Ashlee: It’s been a year of gestating and lactating. And now, I’m just plugging along with the day to day of trying to keep everyone alive. It’s quite the balancing act. My dad commented that Soren sounds like an “easy baby.” I thought about that for a sec and realized, yes, she is an easy baby. But as I told him, in hindsight, it wasn’t that the boys were so difficult. I just think now that I’m on the third kid, I’ve finally figured out how to do this Mom gig. I’ll start saving now for my boys’ future therapy sessions. I quit work in June to be home full-time. I may have to rethink that one.

We wish you all a happy, healthy New Year!

Saturday, January 16, 2010

Barenaked

That's what my house looks like now with Christmas finally taken down. It's a sad, sorry state! I loved the decorations this year and felt very sentimental taking it all down as i think that Christmas 2009 was our last Christmas in this house. The lighted garland that covered our many banisters and mantel. The fireplace to hang stockings. The perfect little spot in our porch roof that displayed the Williamsburg fan i made our second Christmas here. The tiny little wall niche that held the advent. Sigh...We still don't know what to expect, but announcements from Doug's company should be made next month. I know we'll find great spots for these things in a new home and make new memories.

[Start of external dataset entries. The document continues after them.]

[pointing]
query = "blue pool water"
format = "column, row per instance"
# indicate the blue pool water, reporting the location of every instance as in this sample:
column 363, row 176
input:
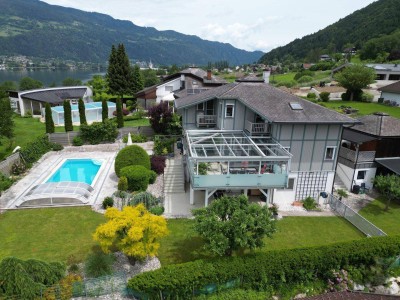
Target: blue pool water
column 77, row 170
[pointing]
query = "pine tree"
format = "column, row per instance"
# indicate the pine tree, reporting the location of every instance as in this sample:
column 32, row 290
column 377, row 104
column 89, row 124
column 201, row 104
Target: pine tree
column 119, row 73
column 67, row 116
column 82, row 114
column 49, row 119
column 104, row 110
column 120, row 116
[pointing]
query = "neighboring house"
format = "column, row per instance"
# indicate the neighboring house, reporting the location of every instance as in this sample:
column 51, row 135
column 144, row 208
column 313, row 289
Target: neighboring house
column 35, row 100
column 253, row 137
column 386, row 71
column 369, row 148
column 391, row 92
column 186, row 82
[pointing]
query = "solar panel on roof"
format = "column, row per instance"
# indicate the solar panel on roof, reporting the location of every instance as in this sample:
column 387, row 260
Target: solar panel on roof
column 296, row 106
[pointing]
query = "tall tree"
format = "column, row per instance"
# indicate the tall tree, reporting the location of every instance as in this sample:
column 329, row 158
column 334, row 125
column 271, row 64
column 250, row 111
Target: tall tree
column 49, row 119
column 388, row 186
column 354, row 78
column 133, row 230
column 6, row 119
column 120, row 116
column 67, row 116
column 119, row 73
column 104, row 110
column 233, row 224
column 82, row 113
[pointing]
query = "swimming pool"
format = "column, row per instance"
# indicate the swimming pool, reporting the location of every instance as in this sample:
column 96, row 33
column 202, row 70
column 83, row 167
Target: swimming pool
column 77, row 170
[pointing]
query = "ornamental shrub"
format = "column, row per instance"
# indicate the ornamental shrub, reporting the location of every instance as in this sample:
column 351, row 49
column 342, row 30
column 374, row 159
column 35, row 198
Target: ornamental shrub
column 158, row 163
column 261, row 271
column 99, row 132
column 123, row 184
column 131, row 156
column 138, row 177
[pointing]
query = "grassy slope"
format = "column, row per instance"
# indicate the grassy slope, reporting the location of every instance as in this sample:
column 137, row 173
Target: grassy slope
column 388, row 221
column 183, row 244
column 51, row 234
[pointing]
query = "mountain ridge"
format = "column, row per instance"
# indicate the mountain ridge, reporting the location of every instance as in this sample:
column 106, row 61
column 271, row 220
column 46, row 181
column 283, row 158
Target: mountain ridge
column 37, row 29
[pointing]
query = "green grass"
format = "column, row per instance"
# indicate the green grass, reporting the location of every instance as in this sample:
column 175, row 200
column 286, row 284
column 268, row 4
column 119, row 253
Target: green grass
column 183, row 244
column 25, row 131
column 388, row 221
column 50, row 234
column 364, row 108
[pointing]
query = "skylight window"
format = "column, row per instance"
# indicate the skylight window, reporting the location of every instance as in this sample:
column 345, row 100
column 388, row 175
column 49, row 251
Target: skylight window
column 296, row 106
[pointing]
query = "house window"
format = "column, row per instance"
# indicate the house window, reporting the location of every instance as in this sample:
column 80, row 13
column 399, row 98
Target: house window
column 361, row 175
column 330, row 153
column 229, row 111
column 291, row 183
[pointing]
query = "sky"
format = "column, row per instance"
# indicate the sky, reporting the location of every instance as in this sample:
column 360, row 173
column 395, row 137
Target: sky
column 250, row 25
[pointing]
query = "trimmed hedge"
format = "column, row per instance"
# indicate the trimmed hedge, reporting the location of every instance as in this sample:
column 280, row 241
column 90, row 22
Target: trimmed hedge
column 130, row 156
column 262, row 270
column 138, row 177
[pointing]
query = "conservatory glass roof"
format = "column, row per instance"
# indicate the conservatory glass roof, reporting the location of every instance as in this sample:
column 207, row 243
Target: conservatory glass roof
column 232, row 144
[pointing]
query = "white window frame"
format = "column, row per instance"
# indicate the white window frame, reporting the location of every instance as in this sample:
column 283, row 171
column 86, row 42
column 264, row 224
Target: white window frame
column 233, row 111
column 333, row 153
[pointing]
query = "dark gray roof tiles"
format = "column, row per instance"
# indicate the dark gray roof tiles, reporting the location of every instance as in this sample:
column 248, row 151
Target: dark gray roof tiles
column 55, row 96
column 270, row 102
column 379, row 124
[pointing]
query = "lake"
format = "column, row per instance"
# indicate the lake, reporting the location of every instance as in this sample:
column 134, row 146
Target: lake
column 47, row 77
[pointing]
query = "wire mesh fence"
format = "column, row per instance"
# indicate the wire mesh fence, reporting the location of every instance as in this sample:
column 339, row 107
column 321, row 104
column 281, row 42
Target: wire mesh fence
column 354, row 218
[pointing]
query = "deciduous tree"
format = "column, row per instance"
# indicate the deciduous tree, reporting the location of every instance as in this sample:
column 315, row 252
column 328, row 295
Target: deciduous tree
column 388, row 186
column 134, row 231
column 354, row 78
column 49, row 119
column 232, row 224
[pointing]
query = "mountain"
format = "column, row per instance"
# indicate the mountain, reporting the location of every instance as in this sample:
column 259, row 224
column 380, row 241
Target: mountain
column 377, row 19
column 37, row 29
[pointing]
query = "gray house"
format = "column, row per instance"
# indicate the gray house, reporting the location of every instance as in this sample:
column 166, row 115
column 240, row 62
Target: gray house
column 253, row 137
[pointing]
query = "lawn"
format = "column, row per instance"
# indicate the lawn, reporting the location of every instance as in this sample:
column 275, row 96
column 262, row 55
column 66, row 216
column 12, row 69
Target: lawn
column 25, row 130
column 388, row 221
column 183, row 244
column 49, row 234
column 364, row 108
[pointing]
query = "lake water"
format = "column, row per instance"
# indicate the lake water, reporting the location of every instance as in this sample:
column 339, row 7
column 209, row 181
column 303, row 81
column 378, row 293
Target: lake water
column 47, row 77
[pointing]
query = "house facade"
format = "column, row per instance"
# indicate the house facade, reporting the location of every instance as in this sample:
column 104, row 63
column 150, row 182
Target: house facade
column 253, row 137
column 367, row 149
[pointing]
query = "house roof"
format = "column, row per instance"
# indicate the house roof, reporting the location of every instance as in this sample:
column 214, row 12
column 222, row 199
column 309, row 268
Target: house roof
column 391, row 88
column 379, row 124
column 270, row 102
column 392, row 163
column 54, row 95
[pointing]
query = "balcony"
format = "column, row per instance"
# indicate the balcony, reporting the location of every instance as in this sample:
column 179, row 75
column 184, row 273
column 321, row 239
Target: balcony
column 258, row 128
column 206, row 121
column 351, row 155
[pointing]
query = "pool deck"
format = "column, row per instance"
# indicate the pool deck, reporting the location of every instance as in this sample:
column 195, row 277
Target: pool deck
column 104, row 186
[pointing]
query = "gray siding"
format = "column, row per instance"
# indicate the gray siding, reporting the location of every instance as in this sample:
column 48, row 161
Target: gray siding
column 308, row 144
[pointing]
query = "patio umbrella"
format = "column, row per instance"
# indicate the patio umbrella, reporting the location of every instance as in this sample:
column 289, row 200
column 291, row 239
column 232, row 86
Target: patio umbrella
column 129, row 139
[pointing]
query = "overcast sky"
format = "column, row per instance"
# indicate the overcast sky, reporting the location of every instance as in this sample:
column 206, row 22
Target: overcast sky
column 250, row 25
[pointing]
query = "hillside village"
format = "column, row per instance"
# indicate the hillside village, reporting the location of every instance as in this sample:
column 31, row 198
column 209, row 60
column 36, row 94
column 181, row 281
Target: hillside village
column 269, row 179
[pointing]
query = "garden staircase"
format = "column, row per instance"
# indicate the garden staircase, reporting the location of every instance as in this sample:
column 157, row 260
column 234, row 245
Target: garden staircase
column 174, row 180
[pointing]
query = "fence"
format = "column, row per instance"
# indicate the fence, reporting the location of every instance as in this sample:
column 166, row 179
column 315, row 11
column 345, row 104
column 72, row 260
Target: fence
column 354, row 218
column 6, row 165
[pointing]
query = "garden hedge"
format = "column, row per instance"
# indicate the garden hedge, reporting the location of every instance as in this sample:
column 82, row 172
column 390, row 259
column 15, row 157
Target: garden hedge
column 131, row 156
column 262, row 270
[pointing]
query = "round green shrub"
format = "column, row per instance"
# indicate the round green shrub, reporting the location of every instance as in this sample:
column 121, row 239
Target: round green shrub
column 108, row 202
column 138, row 177
column 131, row 156
column 122, row 184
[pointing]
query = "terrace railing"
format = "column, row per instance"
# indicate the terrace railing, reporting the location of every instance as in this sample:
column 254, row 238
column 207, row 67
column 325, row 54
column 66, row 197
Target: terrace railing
column 354, row 218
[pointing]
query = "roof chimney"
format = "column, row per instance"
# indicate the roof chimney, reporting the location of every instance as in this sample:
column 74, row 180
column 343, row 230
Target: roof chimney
column 208, row 74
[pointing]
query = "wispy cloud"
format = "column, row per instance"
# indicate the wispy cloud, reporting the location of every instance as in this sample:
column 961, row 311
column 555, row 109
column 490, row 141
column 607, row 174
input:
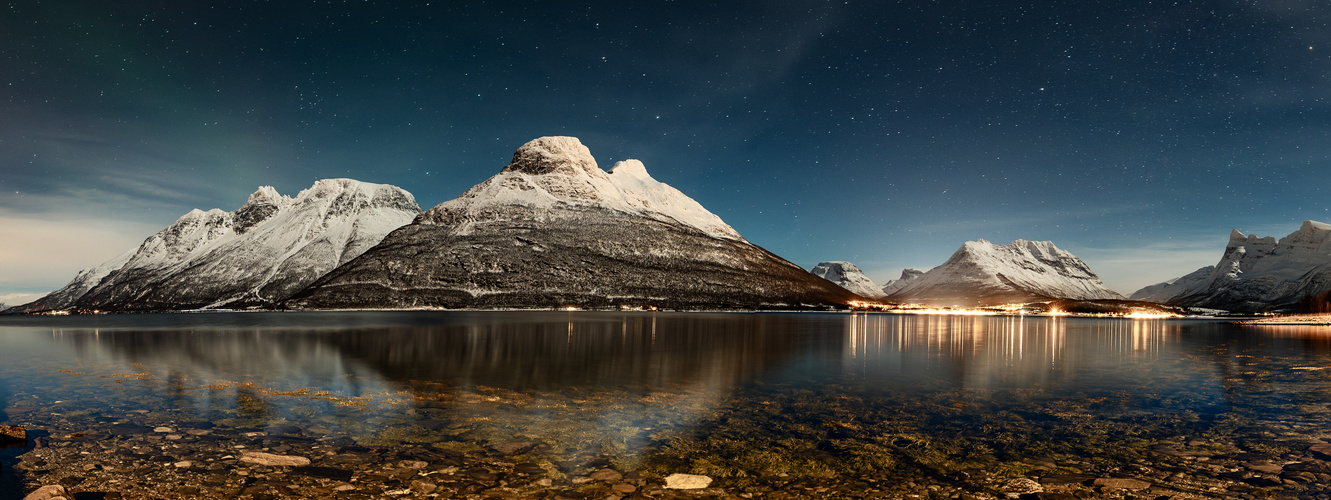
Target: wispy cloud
column 1130, row 267
column 41, row 254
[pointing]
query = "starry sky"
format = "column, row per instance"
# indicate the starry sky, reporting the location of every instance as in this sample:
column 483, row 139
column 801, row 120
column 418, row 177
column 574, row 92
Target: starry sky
column 887, row 133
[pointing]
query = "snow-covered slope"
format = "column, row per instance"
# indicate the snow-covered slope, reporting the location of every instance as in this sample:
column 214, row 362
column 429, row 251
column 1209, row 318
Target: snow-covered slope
column 1163, row 291
column 985, row 274
column 553, row 229
column 1255, row 274
column 907, row 277
column 559, row 172
column 261, row 253
column 849, row 277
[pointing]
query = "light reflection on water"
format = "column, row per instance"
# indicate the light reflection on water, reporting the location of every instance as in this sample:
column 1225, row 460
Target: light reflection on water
column 623, row 384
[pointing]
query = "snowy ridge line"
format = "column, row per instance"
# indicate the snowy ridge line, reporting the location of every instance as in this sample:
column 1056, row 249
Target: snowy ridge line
column 1255, row 274
column 253, row 257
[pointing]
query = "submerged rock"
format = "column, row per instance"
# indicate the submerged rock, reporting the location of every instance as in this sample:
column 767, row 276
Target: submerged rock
column 13, row 435
column 687, row 482
column 48, row 492
column 269, row 459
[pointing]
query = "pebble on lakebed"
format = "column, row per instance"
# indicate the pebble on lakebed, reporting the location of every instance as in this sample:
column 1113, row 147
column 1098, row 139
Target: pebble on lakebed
column 13, row 435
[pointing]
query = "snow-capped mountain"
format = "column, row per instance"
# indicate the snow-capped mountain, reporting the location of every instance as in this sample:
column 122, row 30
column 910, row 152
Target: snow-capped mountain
column 907, row 277
column 553, row 229
column 1255, row 274
column 1163, row 291
column 849, row 277
column 985, row 274
column 261, row 253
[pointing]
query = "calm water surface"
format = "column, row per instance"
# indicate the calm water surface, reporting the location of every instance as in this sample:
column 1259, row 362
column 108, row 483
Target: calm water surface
column 720, row 394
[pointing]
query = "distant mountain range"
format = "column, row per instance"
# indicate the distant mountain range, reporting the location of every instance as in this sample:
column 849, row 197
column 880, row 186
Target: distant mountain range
column 553, row 229
column 253, row 257
column 849, row 277
column 1255, row 274
column 986, row 274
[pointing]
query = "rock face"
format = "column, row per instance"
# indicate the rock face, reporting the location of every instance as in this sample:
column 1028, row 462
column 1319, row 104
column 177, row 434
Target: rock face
column 1255, row 274
column 553, row 229
column 253, row 257
column 907, row 277
column 986, row 274
column 849, row 277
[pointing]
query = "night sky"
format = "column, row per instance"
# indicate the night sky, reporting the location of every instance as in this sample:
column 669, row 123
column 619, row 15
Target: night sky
column 1132, row 133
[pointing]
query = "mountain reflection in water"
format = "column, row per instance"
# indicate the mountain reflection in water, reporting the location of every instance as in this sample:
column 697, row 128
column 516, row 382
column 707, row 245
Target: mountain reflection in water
column 626, row 384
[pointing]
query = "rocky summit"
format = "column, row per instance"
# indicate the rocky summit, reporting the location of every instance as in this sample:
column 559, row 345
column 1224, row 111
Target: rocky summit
column 553, row 229
column 1255, row 273
column 986, row 274
column 849, row 277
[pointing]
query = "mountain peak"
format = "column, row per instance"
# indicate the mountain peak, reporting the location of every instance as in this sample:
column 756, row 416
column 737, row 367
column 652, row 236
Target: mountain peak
column 553, row 174
column 265, row 196
column 849, row 277
column 1315, row 226
column 553, row 154
column 265, row 250
column 982, row 273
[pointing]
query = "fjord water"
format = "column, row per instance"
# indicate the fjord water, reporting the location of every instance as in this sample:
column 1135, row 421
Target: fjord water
column 730, row 395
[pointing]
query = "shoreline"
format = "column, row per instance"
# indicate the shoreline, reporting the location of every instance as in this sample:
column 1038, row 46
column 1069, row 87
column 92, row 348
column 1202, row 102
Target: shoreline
column 1298, row 319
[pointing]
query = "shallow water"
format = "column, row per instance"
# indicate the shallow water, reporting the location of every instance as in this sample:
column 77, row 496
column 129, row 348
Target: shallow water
column 735, row 396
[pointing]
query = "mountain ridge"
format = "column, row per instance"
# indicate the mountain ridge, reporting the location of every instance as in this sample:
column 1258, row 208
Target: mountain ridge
column 254, row 255
column 553, row 229
column 986, row 274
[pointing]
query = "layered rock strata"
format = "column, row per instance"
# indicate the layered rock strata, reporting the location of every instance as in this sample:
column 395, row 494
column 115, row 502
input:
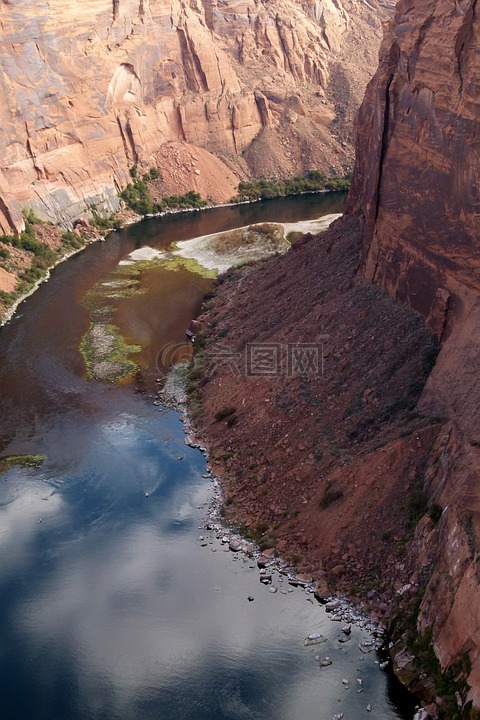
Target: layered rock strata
column 337, row 473
column 416, row 191
column 90, row 89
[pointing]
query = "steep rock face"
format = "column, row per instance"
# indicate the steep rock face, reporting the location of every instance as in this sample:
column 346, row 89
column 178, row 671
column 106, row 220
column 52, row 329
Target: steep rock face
column 418, row 155
column 89, row 89
column 416, row 190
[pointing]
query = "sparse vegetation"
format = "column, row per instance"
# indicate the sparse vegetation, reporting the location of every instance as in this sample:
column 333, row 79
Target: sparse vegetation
column 315, row 181
column 138, row 198
column 225, row 412
column 330, row 496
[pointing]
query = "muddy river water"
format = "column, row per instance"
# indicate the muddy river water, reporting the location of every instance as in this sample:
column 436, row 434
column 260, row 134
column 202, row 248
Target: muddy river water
column 110, row 606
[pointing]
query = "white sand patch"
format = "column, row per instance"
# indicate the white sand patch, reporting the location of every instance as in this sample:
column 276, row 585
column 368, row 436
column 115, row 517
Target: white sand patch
column 311, row 226
column 142, row 254
column 199, row 248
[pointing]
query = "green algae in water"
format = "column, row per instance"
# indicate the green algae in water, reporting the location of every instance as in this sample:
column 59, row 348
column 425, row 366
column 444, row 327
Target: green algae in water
column 189, row 264
column 30, row 461
column 106, row 353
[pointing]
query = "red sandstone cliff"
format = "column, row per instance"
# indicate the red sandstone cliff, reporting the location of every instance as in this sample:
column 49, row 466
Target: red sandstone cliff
column 334, row 467
column 416, row 190
column 89, row 88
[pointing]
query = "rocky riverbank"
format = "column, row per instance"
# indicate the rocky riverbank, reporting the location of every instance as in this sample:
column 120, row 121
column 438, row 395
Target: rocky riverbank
column 326, row 464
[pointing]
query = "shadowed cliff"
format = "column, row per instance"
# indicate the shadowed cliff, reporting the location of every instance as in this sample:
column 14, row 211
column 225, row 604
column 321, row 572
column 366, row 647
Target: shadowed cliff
column 208, row 92
column 367, row 475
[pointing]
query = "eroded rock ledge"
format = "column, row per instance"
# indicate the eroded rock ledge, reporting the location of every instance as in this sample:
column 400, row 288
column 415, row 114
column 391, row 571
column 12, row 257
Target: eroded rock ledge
column 327, row 465
column 208, row 92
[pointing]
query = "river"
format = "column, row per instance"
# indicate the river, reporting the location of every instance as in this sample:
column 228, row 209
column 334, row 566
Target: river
column 111, row 608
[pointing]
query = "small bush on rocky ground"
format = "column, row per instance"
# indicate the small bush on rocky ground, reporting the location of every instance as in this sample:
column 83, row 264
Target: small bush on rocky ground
column 225, row 412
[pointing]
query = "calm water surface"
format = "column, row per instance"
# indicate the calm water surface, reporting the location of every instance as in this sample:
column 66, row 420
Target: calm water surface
column 109, row 606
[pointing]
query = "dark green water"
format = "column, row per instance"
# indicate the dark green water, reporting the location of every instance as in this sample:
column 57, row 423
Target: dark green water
column 109, row 606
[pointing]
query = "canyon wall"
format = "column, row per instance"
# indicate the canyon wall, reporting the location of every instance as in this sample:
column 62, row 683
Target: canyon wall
column 90, row 88
column 368, row 470
column 416, row 191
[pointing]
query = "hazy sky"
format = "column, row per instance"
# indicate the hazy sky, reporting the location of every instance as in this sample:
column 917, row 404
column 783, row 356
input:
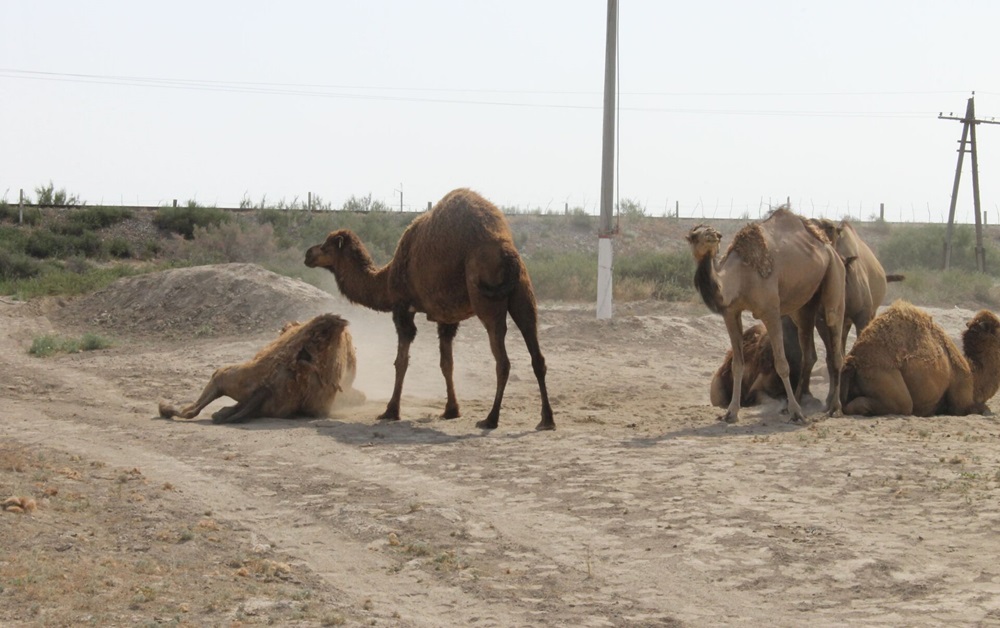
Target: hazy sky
column 725, row 105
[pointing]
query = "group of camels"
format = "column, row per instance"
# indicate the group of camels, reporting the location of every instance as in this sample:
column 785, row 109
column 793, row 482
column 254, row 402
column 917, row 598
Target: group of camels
column 794, row 274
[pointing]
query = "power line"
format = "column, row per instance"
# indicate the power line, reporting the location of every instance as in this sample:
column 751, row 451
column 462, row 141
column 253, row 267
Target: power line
column 311, row 90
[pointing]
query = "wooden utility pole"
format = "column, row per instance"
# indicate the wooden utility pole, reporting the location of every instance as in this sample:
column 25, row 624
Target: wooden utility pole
column 967, row 144
column 605, row 231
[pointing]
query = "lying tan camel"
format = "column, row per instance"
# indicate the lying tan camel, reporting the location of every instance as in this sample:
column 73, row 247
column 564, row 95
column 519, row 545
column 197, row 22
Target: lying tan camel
column 904, row 363
column 301, row 373
column 776, row 267
column 456, row 261
column 759, row 377
column 865, row 289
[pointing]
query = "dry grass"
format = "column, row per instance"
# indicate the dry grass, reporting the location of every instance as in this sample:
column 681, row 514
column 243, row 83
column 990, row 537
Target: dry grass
column 105, row 546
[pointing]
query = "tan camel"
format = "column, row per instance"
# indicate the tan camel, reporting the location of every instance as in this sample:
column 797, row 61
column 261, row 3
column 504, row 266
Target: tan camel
column 301, row 373
column 865, row 290
column 759, row 376
column 776, row 267
column 456, row 261
column 904, row 363
column 866, row 279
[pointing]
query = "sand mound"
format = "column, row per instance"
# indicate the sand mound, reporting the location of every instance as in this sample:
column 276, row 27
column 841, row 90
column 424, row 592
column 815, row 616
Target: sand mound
column 216, row 300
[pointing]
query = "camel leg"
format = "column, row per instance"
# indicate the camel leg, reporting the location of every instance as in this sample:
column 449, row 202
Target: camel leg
column 833, row 310
column 734, row 326
column 446, row 334
column 523, row 311
column 774, row 333
column 406, row 331
column 881, row 393
column 244, row 410
column 497, row 331
column 211, row 392
column 805, row 323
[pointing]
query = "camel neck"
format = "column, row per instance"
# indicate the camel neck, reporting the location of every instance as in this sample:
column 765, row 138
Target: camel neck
column 706, row 280
column 366, row 285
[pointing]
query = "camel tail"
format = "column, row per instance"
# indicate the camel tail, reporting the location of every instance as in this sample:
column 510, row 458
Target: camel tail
column 846, row 382
column 511, row 278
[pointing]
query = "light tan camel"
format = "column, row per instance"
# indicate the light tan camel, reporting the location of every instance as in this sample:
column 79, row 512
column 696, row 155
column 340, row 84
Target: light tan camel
column 904, row 363
column 866, row 279
column 759, row 376
column 456, row 261
column 776, row 267
column 302, row 372
column 865, row 290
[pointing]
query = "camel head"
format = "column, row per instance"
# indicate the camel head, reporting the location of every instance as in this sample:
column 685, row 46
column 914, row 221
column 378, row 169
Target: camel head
column 339, row 247
column 981, row 345
column 704, row 241
column 982, row 334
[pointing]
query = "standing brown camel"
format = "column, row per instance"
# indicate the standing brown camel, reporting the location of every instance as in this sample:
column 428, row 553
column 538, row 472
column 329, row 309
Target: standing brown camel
column 904, row 363
column 456, row 261
column 776, row 267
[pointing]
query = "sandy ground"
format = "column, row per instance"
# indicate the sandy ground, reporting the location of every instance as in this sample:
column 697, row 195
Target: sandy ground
column 641, row 509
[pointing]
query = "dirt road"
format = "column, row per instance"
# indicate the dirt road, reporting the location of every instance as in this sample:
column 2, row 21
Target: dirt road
column 641, row 509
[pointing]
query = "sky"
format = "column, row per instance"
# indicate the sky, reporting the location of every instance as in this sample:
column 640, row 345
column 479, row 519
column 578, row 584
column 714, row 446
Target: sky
column 725, row 107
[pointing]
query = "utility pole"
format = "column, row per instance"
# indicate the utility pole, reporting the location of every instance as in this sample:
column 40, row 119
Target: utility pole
column 967, row 144
column 605, row 231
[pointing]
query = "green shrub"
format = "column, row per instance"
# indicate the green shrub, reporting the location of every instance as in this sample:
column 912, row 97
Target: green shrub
column 119, row 248
column 229, row 242
column 183, row 220
column 58, row 279
column 16, row 215
column 923, row 247
column 669, row 274
column 47, row 345
column 48, row 244
column 49, row 195
column 945, row 288
column 99, row 217
column 564, row 277
column 16, row 265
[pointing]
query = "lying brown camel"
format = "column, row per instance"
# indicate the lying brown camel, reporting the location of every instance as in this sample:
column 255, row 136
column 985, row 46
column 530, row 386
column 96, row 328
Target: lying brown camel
column 456, row 261
column 776, row 267
column 759, row 376
column 301, row 373
column 904, row 363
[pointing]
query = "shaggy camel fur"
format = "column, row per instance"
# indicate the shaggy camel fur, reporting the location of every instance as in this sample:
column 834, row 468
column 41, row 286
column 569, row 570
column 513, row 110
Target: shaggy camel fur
column 904, row 363
column 866, row 279
column 865, row 290
column 456, row 261
column 759, row 376
column 300, row 373
column 781, row 266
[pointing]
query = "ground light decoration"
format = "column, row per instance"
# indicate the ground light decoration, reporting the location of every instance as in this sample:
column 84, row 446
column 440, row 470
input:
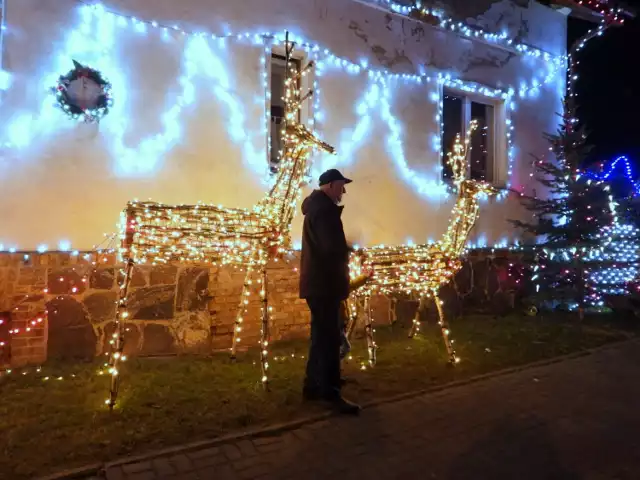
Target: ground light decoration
column 421, row 269
column 154, row 233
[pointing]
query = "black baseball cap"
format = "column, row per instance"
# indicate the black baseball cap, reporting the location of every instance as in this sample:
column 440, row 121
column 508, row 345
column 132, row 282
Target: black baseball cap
column 333, row 175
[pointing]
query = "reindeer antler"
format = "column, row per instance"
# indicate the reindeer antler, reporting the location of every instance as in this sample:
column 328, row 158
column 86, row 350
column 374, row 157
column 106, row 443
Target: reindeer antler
column 458, row 160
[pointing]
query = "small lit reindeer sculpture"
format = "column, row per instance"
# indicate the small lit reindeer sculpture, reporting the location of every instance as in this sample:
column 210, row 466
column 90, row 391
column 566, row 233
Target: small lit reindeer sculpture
column 154, row 233
column 420, row 269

I'm just glad i enjoyed our Colorado Christmas so much this year!

Sunday, January 10, 2010

CSI



Unfortunately, the culprit who ate something chocolatey in my bed left behind only chocolate crumbs. No clues to his identity...

Saturday, January 2, 2010

Hmmmmmmmmm. I knew i wouldn't get my Christmas cards out. So maybe i'll get a New Year's card out. Even though it's already past New Years. Hmmmmmmm.

In the meantime, yes, it's very cold here, so Soren is modeling the latest in baby wear (some things her great grandma made for her). And i even remembered how to tie a scarf!!